Le partage de la route est un enjeu crucial de l’été, surtout dans les secteurs qui reçoivent de nombreux touristes citadins, peu sensibilisés aux contraintes de matériels agricoles. Pour les moissonneuses-batteuses et les double plateaux de paille, la mise en place d’un mobilier urbain qui ne tient pas compte de leur gabarit complique les choses pour le chauffeur. Dans tous les cas, il est indispensable de respecter les hauteurs, longueurs et largeurs autorisées afin de ne pas être pris en défaut en cas d’accident ou de contrôle routier.

Selon que leur largeur dépasse 3,50 m ou non, les moissonneuses-batteuses doivent se conformer à des règles différentes. Si la largeur est inférieure à 3,50 m, pneumatiques ou chenilles compris, la machine entre dans la catégorie A. Elle doit circuler avec un ou deux gyrophares, et ses feux de croisement allumés. Sa vitesse limite dépend de sa réception, 25 ou 40 km/h. Rappelons toutefois qu’en France, il est théoriquement interdit de rouler à 40 km/h pour les largeurs supérieures à 2,55 m.

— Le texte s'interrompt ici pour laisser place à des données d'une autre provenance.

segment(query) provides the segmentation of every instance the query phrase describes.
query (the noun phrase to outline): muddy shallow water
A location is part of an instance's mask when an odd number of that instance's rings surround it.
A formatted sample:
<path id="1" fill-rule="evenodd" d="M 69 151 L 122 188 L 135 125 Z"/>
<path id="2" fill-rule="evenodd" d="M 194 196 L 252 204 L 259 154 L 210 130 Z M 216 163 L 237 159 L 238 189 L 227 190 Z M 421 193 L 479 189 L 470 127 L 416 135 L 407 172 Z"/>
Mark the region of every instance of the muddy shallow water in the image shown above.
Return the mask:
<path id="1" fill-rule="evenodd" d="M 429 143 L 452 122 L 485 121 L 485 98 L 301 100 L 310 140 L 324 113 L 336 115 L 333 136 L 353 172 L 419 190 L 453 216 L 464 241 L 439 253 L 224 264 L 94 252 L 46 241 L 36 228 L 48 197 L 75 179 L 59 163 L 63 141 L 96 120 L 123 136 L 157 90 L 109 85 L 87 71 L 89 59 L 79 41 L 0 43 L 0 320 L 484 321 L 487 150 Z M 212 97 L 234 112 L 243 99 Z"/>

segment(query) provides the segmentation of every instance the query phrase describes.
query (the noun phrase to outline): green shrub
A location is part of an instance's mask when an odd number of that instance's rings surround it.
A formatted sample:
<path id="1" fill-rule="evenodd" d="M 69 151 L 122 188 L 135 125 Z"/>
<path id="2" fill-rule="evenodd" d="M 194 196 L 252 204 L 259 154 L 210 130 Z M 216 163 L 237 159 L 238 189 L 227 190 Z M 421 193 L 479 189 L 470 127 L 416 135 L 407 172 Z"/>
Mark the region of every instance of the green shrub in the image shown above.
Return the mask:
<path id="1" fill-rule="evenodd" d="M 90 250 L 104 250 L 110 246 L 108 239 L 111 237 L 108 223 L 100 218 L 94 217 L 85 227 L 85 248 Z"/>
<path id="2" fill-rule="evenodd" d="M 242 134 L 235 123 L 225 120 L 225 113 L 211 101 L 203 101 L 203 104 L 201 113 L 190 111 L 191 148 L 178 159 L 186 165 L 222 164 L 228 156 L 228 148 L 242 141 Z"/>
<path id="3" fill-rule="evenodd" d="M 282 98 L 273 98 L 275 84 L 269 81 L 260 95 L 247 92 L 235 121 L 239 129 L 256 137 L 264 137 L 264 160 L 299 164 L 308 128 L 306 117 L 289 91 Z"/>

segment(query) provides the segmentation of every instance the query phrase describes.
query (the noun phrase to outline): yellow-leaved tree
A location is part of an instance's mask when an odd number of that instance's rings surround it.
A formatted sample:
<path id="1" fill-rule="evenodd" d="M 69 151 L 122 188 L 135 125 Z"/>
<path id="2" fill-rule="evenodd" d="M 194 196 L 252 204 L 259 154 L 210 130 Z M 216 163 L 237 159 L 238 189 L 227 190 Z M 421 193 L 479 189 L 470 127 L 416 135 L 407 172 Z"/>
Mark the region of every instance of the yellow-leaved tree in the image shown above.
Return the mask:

Deux règles pour les moissonneuses-batteuses

Au-delà de 3,50 m de large, la machine entre dans la catégorie B. En plus du gyrophare et des feux de croisement, elle doit porter deux panneaux « Convoi agricole » à l’avant et à l’arrière. Elle doit également être précédée (sur route normale) ou suivie (si séparation centrale) d’un véhicule d’accompagnement portant lui aussi un ou deux gyrophares et deux panneaux « Convoi agricole ». La vitesse est limitée à 25 km/h.

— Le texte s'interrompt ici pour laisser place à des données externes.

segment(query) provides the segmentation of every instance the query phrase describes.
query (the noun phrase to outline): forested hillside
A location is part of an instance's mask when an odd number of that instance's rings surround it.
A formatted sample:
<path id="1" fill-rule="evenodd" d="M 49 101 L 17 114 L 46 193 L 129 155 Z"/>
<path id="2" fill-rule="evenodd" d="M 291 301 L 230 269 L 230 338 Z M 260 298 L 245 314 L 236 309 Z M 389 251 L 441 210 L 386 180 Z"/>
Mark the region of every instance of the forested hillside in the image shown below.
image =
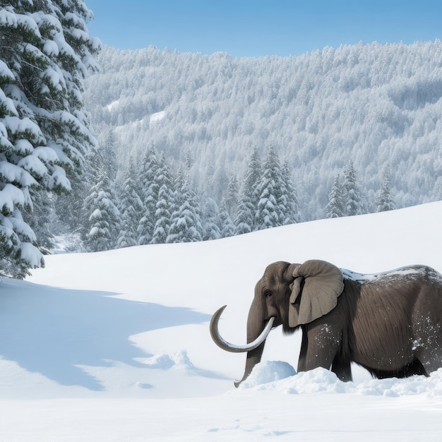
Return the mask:
<path id="1" fill-rule="evenodd" d="M 105 47 L 98 62 L 86 107 L 120 174 L 153 146 L 220 205 L 232 177 L 241 186 L 253 149 L 263 158 L 273 146 L 287 160 L 302 220 L 326 216 L 349 162 L 368 211 L 386 176 L 398 208 L 441 196 L 438 40 L 237 59 Z"/>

Plus d’un quart des agriculteurs reconnaissent rouler en surcharge, en particulier à la moisson ou pour l’épandage de fumier. La masse de chaque véhicule composant un convoi ne doit jamais dépasser le poids total autorisé en charge (PTAC) indiqué sur le certificat d’immatriculation.

Les 44 tonnes en question

Le deuxième critère à respecter est celui du poids total roulant autorisé (PTRA), qui est indiqué sur la carte grise du tracteur. La masse totale du convoi ne doit pas excéder ce PTRA. De plus, la réglementation routière limite à 38 t un convoi comptant quatre essieux au sol, par exemple un tracteur avec une remorque à deux essieux. Cette valeur atteint 40 t lorsque le convoi comporte plus de quatre essieux, à l’instar d’un tracteur attelé à une tonne à lisier à essieu tridem. Certains tracteurs récents sont réceptionnés avec un PTRA de 44 tonnes.

Néanmoins, un vide juridique ne permet pas de dire s’il est autorisé ou non de circuler avec une telle charge en France. En revanche, les conditions pour une charge de 44 tonnes sont très strictes : il faut obligatoirement cinq essieux sur le convoi, c’est-à-dire trois essieux sur la remorque. De plus, chaque essieu moteur doit être suspendu, ce qui concerne uniquement le Fastrac de JCB.